Posted by TheFallen on March 11, 2002
In Reply to: Seven years of college down the drain posted by ESC on March 11, 2002
: : : : I have always understood that people who behave according to the letter of the law maybe technically correct, but may miss the point or spirit of why the law was made in the first place.
: : : : I have used the phrase, "he's sticking to the letter of the law" in a disparaging way. However, I have found people I've met here in the US using the same phrase in exactly the opposite sense. Also, when they say he's acting in the spirit of the law, they mean it in a negative way.
: : : My usage of the term matches your understanding, and I'd be interested if you could give a reference to the opposite use.
: : : When I attended George Washington University (Washington D.C.) in the 60s, most students dressed for class in what we would now call business casual. In an attempt to upgrade the students' appearence the Administration decreed that male students must wear a shirt and tie to classes. Since GWU is known for it's excellence as a University that teaches law, the students complied with the letter of the law and began wearing tattered T-shirts - with a tie - to class. They also abandonded socks with their shoes, and wore ragged cut-off shorts.

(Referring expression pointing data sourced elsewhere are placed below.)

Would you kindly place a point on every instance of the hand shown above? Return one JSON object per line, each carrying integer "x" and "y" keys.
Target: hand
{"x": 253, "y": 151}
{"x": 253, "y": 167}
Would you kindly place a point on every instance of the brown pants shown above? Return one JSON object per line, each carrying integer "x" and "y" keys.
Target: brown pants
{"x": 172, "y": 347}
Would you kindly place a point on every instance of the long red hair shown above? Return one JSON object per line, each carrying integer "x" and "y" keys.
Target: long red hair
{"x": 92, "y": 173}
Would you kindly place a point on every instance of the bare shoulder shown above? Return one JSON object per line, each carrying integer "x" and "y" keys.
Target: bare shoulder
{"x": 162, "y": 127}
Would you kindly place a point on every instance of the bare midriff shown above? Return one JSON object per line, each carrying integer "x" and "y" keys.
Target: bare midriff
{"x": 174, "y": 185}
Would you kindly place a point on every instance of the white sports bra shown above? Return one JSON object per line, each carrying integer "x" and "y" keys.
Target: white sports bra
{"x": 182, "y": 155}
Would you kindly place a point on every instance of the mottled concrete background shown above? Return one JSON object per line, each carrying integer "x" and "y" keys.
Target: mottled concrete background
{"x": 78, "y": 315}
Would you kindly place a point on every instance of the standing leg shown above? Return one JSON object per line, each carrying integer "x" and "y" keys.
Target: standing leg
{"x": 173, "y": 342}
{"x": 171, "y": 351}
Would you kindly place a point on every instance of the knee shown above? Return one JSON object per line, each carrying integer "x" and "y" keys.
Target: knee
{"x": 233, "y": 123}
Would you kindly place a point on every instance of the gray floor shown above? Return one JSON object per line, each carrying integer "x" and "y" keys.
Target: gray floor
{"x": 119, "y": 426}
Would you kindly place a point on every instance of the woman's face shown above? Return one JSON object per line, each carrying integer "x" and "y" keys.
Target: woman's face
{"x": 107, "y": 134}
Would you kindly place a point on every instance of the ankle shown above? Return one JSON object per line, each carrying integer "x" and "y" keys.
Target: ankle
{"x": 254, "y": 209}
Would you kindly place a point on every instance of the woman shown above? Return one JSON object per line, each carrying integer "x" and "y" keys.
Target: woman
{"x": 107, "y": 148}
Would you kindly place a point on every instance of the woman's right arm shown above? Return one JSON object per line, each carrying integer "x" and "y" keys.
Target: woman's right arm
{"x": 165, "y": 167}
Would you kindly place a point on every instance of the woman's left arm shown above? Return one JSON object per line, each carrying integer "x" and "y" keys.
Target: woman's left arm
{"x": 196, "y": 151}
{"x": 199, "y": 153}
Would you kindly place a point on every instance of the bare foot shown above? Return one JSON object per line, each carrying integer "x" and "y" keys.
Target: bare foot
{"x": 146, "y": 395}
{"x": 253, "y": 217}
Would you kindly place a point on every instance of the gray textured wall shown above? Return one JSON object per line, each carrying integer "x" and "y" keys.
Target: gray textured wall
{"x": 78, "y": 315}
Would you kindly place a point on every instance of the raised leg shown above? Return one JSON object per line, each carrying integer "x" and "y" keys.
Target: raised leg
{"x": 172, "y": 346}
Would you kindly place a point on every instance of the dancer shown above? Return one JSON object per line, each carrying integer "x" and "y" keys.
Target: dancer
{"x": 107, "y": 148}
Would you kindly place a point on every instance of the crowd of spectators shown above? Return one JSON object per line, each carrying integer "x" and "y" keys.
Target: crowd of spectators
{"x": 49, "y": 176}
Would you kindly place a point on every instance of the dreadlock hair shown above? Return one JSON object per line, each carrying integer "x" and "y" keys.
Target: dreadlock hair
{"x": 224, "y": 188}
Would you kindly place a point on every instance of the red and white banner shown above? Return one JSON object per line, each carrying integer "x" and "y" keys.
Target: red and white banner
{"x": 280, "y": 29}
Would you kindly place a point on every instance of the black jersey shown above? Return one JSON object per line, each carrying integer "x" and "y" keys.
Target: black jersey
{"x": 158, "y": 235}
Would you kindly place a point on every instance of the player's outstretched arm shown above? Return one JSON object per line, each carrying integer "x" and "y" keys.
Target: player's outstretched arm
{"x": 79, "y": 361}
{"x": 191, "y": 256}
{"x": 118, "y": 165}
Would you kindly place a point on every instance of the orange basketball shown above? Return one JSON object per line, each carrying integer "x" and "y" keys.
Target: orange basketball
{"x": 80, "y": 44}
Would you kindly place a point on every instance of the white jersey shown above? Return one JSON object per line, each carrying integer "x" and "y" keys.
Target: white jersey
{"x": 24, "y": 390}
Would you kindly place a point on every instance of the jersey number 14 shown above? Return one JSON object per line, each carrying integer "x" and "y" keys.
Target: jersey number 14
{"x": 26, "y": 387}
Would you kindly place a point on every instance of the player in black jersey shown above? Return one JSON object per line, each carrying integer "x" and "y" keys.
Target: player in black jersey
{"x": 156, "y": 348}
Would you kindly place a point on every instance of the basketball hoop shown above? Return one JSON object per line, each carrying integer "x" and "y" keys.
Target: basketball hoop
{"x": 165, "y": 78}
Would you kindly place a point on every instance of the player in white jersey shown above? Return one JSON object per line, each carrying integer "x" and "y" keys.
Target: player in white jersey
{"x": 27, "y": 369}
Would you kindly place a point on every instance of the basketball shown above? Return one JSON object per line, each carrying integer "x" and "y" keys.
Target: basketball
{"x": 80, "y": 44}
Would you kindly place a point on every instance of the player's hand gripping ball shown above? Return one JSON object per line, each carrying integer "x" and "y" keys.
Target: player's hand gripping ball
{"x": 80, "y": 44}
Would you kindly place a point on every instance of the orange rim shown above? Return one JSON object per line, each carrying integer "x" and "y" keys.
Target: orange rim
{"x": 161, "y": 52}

: : : The Administration soon realized that dress codes could be written with ever increasing stipulations that students would circumvent, and repealed the dress code.
: : : The students went back to their their normal decent attire, and common sense ruled once again.
: : Amazing story. I attended the U. of California at Berkeley in the 60s. Tattered T shirts and cutoffs would have been an upgrade there.
: I had an extended college career. What my brother-in-law called my "tour of colleges." In the late 60s women had to wear dresses to classes and the cafeteria. Then in the early to mid 70s it was worn out jeans and T-shirts. After the mid-70s it was back to "stylin'" What do kids wear now, I wonder?
To throw my own shame into the melting-pot, when I was at college in the very early 80's, I was most often to be found in a collarless "grand-dad" shirt, jeans so tight and straight-legged that I risked gangrene of my feet, and pairs of primary coloured shoes with white laces, all topped off with a battered linen jacket to be worn often with the sleeves rolled up. As to today's wear, from my limited observations, we have a clear north and south gender divide. Female students seem to be wearing crop-tops, where the crop creeps ever higher nosewards as time goes by, and male students seem to be set on wearing jeans cut for someone like John Goodman, belted somewhere about the knees to prevent them falling off. I suppose that almost sensibly, the girls have decided that the young female midriff is often an attractive thing to show off, but with typical male idiocy, the guys have decided that what everyone wants to see is most of their underwear.